Mr. Speaker, I join with my colleagues from the Liberals and Conservatives in congratulating the member for Ahuntsic for her work on the bill.
It is obvious from the speeches we have heard so far that all parties are aware of the serious nature of human trafficking. I was just speaking to my colleague and we were wondering when we began to identify this.
From my own practice as a lawyer in the Windsor area, we began identifying it as early as the mid-eighties, seeing the biker gangs, in particular, trafficking women, ostensibly as exotic dancers, but often times doubling as prostitutes. Those women had very little control over their lives, all of it being controlled and enforced by the bikers. That was both domestic and international, because we had them moving back and forth between Windsor and Detroit. We have known about this for quite some time.
I want to echo the comments by my colleague from the Liberal Party that it really is a shame. We have seen the quite excellent work and the passion that the Conservative member for Kildonan—St. Paul has brought to this issue, both in the House and on the Hill and in the country as a whole. However, she has not had basically any support from her own government or party.
The bill that went through under her name earlier last year was a step forward. It addressed one part of this problem. Without taking, in any way, away from the work that was done, it was a relatively small part of the overall problem. It addressed it and it was a way of dealing with it. However, we need a much more comprehensive response to this, both in changes to the Criminal Code, some of which were seen in the bill presented by the Bloc member, but much more than that. In my own opinion, we also need much more practical resources being put into this battle. By that I mean greater police forces to do the investigation and additional prosecutors specifically trained in dealing with this issue.
It is a slavery issue. There is no other word to accurately describe it in the common vernacular. This is slavery. Violence is used on a regular basis, both physical, direct to the victims, and threats to them and their families. Quite significant resources need to be put into play above and beyond the amendments we need to the Criminal Code to make it easier for our prosecutors, in particular, to prosecute these offences, especially going after the gangs.
Because I do not want to take up a lot of time today, I will address the bill itself. Generally the NDP would be supportive of this. Even though it is a private member's bill, I can say that on behalf of my party.
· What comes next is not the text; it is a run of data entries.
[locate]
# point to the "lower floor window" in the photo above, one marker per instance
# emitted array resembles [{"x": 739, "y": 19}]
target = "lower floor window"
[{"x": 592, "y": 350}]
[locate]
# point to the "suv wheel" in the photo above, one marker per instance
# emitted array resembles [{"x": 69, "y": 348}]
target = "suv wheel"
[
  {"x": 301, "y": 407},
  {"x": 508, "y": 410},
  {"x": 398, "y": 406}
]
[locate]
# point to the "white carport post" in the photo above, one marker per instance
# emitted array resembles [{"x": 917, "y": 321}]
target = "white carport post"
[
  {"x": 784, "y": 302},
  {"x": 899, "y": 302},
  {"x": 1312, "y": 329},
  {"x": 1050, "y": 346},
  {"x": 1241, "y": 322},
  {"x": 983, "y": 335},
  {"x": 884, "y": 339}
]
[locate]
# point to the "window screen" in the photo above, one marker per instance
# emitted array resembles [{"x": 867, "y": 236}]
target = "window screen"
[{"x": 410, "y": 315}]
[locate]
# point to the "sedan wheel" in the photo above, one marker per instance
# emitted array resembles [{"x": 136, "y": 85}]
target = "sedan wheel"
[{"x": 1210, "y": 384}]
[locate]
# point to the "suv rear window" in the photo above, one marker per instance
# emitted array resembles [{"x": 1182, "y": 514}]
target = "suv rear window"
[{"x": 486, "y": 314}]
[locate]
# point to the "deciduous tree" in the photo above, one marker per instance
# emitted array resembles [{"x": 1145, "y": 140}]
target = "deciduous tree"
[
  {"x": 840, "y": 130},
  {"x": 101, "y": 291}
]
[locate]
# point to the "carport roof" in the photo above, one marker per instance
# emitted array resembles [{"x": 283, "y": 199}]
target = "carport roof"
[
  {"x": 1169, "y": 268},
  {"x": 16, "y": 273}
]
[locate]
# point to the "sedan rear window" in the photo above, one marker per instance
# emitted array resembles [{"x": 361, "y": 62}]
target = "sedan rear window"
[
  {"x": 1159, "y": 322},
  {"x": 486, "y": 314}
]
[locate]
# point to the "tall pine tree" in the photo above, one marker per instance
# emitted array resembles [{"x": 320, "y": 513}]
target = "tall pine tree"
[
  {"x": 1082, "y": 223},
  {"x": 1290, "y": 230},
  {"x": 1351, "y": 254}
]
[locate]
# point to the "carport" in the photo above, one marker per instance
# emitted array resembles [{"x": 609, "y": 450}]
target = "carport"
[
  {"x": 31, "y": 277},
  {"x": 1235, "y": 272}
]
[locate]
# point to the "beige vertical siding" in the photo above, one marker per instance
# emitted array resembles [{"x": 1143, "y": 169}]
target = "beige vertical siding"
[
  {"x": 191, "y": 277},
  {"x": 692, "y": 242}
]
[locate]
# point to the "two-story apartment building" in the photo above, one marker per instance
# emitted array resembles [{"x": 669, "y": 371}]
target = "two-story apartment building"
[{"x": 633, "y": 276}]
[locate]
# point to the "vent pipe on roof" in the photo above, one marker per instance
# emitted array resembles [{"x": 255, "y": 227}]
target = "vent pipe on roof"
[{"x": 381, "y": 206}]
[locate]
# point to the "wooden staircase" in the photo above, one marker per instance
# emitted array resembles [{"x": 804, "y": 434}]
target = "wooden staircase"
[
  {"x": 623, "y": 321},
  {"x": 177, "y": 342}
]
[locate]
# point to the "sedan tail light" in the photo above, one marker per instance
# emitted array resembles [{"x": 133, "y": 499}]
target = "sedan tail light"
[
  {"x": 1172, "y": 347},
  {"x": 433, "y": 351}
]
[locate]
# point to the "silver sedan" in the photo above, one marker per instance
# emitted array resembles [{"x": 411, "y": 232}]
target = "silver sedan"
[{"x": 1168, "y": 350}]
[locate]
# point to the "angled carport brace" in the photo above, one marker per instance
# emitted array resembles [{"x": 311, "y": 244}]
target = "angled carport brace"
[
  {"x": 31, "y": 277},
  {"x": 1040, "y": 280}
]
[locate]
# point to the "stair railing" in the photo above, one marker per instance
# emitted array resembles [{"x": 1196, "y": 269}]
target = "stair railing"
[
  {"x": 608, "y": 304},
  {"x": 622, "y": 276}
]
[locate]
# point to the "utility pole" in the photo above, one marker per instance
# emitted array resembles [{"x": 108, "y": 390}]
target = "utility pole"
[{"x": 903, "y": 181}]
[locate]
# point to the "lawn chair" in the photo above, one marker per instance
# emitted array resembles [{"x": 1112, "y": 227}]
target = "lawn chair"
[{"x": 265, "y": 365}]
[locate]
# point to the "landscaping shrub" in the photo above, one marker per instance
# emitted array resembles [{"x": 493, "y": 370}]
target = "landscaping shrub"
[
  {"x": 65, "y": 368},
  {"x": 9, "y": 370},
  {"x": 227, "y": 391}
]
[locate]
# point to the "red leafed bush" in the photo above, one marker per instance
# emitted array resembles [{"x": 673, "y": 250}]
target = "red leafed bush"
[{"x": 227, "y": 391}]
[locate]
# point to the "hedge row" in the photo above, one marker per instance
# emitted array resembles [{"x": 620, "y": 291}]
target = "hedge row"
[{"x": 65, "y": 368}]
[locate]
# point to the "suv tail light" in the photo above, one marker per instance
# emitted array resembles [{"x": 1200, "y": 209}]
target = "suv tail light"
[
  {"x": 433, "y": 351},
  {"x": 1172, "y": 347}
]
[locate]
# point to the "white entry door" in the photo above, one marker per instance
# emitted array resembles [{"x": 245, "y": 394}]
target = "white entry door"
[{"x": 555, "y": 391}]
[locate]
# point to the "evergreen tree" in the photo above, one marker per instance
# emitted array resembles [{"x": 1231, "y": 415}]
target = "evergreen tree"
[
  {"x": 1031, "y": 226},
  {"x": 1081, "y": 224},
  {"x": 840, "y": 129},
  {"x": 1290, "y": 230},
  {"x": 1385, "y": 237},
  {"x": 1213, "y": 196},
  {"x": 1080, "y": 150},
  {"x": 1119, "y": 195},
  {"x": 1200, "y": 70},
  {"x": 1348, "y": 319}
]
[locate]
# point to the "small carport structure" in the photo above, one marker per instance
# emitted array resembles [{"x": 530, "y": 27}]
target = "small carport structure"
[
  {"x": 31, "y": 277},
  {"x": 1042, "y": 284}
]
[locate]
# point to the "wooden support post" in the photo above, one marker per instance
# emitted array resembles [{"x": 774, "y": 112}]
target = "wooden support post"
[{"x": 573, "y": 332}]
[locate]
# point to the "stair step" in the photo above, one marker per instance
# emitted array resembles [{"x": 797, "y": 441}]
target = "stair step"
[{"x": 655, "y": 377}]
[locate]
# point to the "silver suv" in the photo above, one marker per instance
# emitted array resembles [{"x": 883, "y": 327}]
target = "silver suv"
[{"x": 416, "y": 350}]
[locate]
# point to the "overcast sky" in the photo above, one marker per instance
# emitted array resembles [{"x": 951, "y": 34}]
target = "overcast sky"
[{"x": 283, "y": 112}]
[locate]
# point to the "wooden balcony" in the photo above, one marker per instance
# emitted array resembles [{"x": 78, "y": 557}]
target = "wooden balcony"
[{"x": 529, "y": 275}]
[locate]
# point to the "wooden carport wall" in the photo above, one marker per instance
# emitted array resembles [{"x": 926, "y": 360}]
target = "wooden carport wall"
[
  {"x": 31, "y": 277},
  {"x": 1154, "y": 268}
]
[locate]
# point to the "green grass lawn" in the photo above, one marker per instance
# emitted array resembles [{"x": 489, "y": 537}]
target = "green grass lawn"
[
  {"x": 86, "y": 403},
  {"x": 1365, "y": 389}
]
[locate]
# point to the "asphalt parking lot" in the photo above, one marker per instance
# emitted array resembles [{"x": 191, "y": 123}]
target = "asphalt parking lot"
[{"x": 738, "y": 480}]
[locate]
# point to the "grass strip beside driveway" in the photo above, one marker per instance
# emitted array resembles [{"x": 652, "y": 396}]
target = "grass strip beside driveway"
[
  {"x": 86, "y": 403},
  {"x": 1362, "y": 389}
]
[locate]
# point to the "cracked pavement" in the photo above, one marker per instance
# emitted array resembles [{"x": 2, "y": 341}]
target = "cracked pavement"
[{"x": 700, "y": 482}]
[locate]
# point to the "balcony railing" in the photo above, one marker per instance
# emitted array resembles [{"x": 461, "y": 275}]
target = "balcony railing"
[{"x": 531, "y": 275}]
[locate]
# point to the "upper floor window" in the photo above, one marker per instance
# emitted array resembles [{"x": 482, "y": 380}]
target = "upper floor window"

I do have a couple of reservations about it. I think the issue around the presumption, around the exploitation issue, is open to a challenge. Because of the way it is worded, which is quite excellently, I hope we would survive that charter challenge. The challenge would be around whether it were specific enough to be clear what the offence would be. It will be interesting to see if we can get that through. I am optimistic we will, but I would expect we will have a challenge.
The other one that may be a greater problem in terms of its consequences, its usefulness, is the issue of how we would treat consecutive sentencing. The Supreme Court of Canada has been very hard, as have most of our courts across the country, on enforcing the concept of proportionality in sentencing. Even though we would say that a person committed this offence, assaulted the victim and also exploited her, because it is almost always a women that is being exploited, which would be two different charges, we would give the person a certain length of sentence for the assault but the exploitation would be consecutive.
Even if we do that, I am not convinced the outcome would be much longer sentences. The courts would refer to the proportionality principle, which would say that in total they want the person to be in custody for this length of time. Therefore, the two sentences in total, even though they are consecutive, may not be any longer than the first one would have been with the second one served concurrently. I am not sure we will see much change.
I will finish with again congratulating the member for having done this work. I just wish the government would take a holistic view to this problem and get at it both in terms of amendments to the code through this chamber and also at the street level where we need more police and more prosecutors to really get at this effectively.